Pull request overview

Copilot reviewed 20 out of 21 changed files in this pull request and generated 9 comments.

💡 Add Copilot custom instructions for smarter, more guided reviews. Learn how to get started.

Copilot · 2026-04-29T14:04:31Z

+    # Condensed exponent notation: letter immediately followed by a negative
+    # integer (e.g. "s-1", "mol-1").  Only negative exponents are converted to
+    # avoid false positives on strings like "H2O".
+    _UNIT_EXP_RE = re.compile(r'([A-Za-z])(-\d+)')


_UNIT_EXP_RE = re.compile(r'([A-Za-z])(-\d+)') only captures a single letter before the exponent.

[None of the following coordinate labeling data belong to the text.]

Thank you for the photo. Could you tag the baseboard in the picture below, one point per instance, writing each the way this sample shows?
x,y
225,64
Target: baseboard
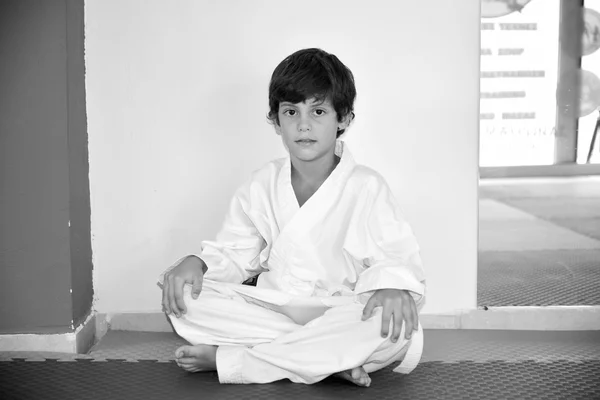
x,y
78,341
556,318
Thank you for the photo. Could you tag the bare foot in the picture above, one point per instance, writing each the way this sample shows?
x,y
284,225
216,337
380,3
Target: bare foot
x,y
201,357
357,375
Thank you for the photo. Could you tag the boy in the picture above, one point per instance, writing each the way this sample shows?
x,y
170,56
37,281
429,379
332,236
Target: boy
x,y
341,280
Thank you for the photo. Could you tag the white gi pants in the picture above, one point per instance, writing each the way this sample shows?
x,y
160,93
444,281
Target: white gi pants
x,y
301,342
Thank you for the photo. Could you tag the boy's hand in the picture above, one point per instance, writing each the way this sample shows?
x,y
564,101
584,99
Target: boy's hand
x,y
398,303
191,271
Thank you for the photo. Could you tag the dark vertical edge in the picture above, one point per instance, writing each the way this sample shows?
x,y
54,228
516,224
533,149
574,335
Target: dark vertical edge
x,y
79,191
567,97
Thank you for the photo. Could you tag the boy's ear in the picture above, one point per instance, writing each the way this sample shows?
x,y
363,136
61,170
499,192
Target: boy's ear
x,y
346,121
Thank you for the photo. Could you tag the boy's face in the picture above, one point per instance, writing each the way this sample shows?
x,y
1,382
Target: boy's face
x,y
309,129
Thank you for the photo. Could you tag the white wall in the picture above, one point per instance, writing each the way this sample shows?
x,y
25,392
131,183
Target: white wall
x,y
177,98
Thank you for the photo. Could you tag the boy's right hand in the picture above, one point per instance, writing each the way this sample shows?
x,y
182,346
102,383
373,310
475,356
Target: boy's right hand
x,y
191,270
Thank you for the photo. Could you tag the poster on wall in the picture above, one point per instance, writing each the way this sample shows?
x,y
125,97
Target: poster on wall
x,y
500,8
519,66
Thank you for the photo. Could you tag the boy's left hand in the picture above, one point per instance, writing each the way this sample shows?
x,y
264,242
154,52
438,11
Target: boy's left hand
x,y
398,303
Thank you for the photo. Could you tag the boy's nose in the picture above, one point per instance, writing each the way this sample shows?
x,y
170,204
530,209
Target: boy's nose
x,y
303,125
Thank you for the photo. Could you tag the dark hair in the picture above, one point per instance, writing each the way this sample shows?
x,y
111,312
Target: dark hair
x,y
312,73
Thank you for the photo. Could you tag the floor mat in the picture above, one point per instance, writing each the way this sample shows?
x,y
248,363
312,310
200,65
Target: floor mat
x,y
538,278
434,380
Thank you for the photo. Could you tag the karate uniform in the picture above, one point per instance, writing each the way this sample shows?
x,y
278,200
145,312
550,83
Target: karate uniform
x,y
318,266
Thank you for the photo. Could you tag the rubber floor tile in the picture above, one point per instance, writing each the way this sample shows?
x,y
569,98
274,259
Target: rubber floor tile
x,y
539,278
150,380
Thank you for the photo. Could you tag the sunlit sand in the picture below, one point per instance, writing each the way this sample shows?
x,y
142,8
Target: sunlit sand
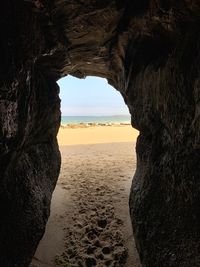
x,y
89,223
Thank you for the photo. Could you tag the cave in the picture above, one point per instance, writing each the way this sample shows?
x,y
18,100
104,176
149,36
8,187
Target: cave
x,y
147,50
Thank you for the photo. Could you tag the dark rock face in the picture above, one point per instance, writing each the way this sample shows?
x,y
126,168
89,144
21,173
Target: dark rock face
x,y
148,50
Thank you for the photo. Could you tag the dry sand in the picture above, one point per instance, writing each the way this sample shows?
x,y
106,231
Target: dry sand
x,y
89,223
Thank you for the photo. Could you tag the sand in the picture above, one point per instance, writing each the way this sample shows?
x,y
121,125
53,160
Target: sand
x,y
96,135
89,223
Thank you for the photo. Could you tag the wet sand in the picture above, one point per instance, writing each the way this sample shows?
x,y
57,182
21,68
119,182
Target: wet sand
x,y
89,223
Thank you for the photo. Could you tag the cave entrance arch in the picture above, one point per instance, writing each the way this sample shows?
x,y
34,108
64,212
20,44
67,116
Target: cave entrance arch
x,y
94,176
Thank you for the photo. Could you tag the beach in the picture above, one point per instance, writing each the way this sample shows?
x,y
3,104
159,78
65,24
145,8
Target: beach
x,y
89,223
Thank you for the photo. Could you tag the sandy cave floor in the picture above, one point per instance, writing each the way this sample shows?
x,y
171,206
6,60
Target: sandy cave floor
x,y
89,223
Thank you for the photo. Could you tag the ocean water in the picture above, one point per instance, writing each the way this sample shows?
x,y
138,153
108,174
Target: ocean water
x,y
95,119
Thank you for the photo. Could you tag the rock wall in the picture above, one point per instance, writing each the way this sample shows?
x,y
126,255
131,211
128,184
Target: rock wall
x,y
149,51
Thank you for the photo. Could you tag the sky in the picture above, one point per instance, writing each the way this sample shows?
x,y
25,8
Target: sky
x,y
90,96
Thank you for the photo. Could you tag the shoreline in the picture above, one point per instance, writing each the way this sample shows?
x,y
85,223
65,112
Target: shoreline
x,y
96,135
93,124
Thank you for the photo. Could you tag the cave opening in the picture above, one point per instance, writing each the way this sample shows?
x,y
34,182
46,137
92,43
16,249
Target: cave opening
x,y
89,209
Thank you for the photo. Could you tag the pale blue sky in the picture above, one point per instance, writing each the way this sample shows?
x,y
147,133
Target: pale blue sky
x,y
90,96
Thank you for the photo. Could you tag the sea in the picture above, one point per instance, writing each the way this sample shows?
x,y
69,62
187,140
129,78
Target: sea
x,y
116,119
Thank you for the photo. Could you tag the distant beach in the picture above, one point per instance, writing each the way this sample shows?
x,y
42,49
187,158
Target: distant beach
x,y
74,121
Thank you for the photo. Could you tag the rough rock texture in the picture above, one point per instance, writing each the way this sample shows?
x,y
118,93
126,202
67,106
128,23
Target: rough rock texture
x,y
149,51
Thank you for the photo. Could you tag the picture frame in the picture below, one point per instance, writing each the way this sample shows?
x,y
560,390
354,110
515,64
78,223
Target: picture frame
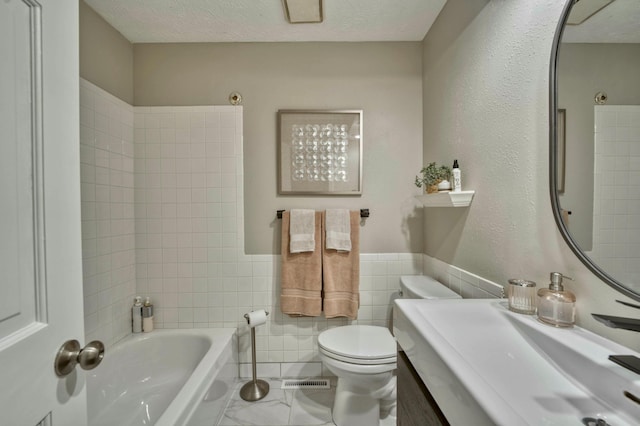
x,y
562,149
320,152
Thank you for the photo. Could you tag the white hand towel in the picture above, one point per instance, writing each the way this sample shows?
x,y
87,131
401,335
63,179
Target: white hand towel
x,y
338,230
302,230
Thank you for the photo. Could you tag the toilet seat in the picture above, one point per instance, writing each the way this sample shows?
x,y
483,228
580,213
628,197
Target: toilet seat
x,y
358,344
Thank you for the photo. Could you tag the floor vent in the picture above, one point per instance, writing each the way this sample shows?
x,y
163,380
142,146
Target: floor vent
x,y
305,384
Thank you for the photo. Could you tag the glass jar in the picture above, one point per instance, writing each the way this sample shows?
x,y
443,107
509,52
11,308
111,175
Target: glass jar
x,y
522,296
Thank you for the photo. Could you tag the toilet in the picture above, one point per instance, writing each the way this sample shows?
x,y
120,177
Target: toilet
x,y
363,357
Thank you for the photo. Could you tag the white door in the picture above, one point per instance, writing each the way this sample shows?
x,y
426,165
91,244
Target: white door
x,y
40,240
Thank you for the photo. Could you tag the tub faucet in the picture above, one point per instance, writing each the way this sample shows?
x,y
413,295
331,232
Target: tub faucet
x,y
632,324
630,362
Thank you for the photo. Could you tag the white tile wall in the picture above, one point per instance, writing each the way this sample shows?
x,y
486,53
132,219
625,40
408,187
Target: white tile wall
x,y
185,206
616,222
108,239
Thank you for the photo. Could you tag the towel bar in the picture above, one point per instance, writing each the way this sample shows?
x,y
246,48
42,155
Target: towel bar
x,y
363,213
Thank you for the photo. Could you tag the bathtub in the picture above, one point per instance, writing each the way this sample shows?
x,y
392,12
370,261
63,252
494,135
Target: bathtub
x,y
162,378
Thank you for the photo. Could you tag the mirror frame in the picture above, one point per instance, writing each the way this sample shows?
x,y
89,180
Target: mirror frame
x,y
553,163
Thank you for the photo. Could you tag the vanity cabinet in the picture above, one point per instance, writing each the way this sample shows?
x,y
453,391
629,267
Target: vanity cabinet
x,y
416,406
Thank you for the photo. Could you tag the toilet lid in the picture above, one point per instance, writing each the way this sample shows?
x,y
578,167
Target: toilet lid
x,y
366,342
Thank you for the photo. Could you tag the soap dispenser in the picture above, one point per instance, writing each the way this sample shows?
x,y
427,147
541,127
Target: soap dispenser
x,y
557,306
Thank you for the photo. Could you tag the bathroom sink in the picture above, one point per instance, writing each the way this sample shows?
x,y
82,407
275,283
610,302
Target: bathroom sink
x,y
487,365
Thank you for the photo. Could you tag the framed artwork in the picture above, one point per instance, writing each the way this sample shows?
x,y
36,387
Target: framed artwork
x,y
562,149
320,152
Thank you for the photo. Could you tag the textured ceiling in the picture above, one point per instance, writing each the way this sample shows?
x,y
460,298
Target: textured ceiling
x,y
176,21
616,23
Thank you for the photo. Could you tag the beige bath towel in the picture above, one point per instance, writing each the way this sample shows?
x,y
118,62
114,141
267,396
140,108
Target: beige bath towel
x,y
301,292
341,275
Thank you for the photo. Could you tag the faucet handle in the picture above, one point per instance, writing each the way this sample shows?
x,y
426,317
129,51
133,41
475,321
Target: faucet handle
x,y
632,305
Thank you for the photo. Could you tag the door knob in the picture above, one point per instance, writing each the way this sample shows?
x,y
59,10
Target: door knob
x,y
70,354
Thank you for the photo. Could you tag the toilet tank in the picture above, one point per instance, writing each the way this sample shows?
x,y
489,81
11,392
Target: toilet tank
x,y
424,287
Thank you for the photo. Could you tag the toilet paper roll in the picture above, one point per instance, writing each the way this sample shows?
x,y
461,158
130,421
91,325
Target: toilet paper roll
x,y
256,318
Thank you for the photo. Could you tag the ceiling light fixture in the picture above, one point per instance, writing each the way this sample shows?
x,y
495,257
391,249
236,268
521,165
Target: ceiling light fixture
x,y
585,9
303,11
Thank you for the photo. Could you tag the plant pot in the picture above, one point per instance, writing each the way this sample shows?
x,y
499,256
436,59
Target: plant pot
x,y
444,185
432,188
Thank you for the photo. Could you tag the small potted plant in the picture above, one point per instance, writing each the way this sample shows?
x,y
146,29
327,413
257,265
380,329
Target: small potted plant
x,y
432,175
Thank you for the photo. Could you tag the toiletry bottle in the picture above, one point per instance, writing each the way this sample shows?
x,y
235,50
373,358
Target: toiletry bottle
x,y
457,177
556,306
147,316
136,315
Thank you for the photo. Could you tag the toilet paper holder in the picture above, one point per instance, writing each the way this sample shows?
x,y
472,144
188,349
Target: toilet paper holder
x,y
256,389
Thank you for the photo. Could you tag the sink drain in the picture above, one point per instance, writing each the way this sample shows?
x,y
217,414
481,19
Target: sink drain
x,y
591,421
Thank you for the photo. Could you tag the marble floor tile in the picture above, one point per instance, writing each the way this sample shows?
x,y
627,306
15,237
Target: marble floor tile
x,y
291,407
311,407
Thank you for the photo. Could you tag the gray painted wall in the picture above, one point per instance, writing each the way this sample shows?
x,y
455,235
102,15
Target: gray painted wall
x,y
383,79
106,57
583,71
489,109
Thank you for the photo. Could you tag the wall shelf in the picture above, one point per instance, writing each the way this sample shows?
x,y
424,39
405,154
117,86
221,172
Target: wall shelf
x,y
447,199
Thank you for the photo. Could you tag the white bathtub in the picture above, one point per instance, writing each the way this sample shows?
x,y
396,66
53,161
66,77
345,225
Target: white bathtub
x,y
161,377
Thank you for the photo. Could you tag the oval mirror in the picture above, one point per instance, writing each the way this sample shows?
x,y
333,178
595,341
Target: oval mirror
x,y
595,137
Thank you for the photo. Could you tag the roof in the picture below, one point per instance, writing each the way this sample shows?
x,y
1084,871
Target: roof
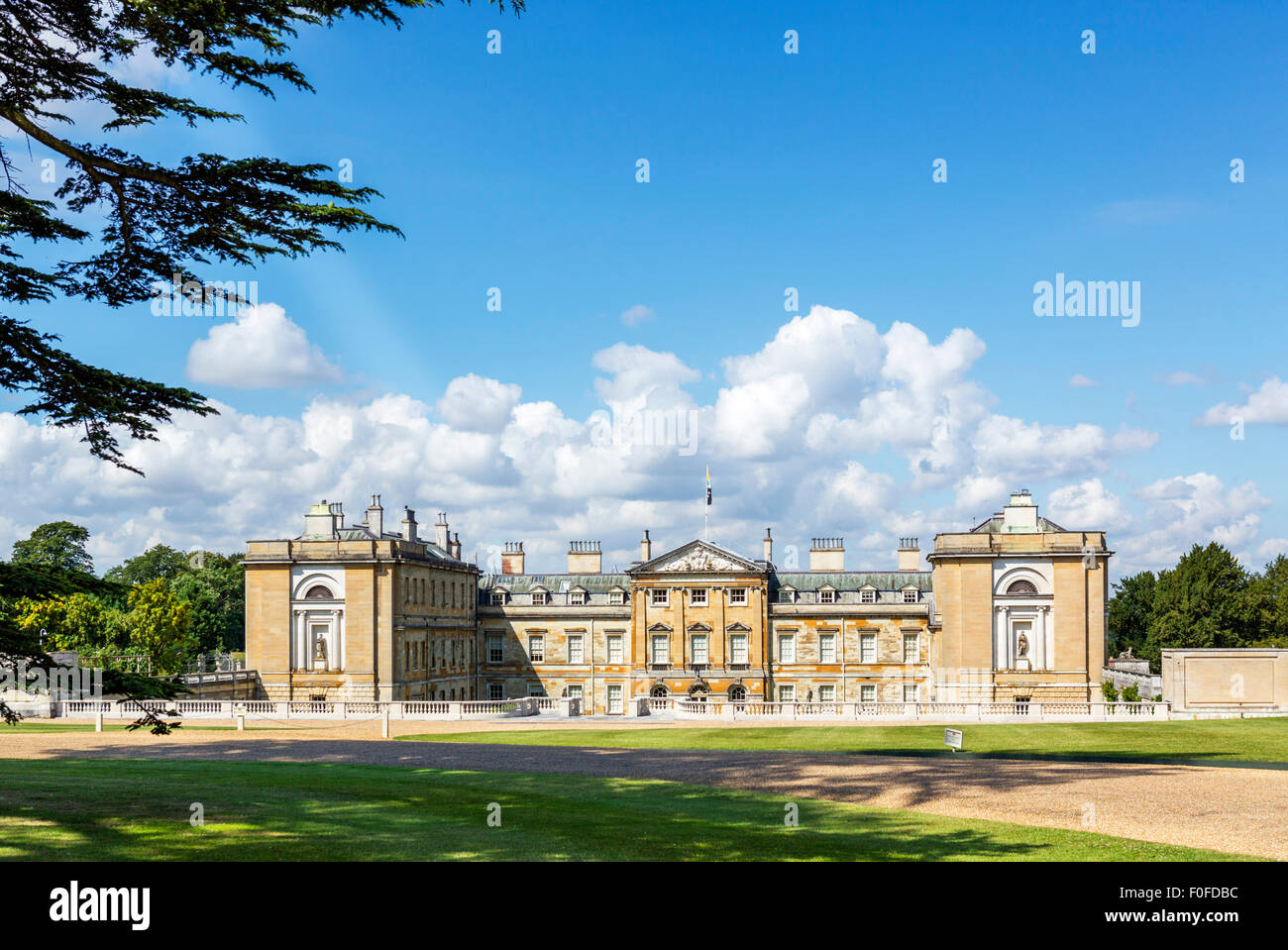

For units like mol-1 or molecule-1 this will rewrite incorrectly (e.g., molecul e**-1). Use a token-level pattern (e.g., r'([A-Za-z]+)(-\d+)' with word boundaries) so full unit symbols are converted safely.

Suggested change

# Condensed exponent notation: letter immediately followed by a negative

# integer (e.g. "s-1", "mol-1"). Only negative exponents are converted to

# avoid false positives on strings like "H2O".

_UNIT_EXP_RE = re.compile(r'([A-Za-z])(-\d+)')

# Condensed exponent notation: a unit token immediately followed by a

# negative integer (e.g. "s-1", "mol-1"). Only negative exponents are

# converted to avoid false positives on strings like "H2O".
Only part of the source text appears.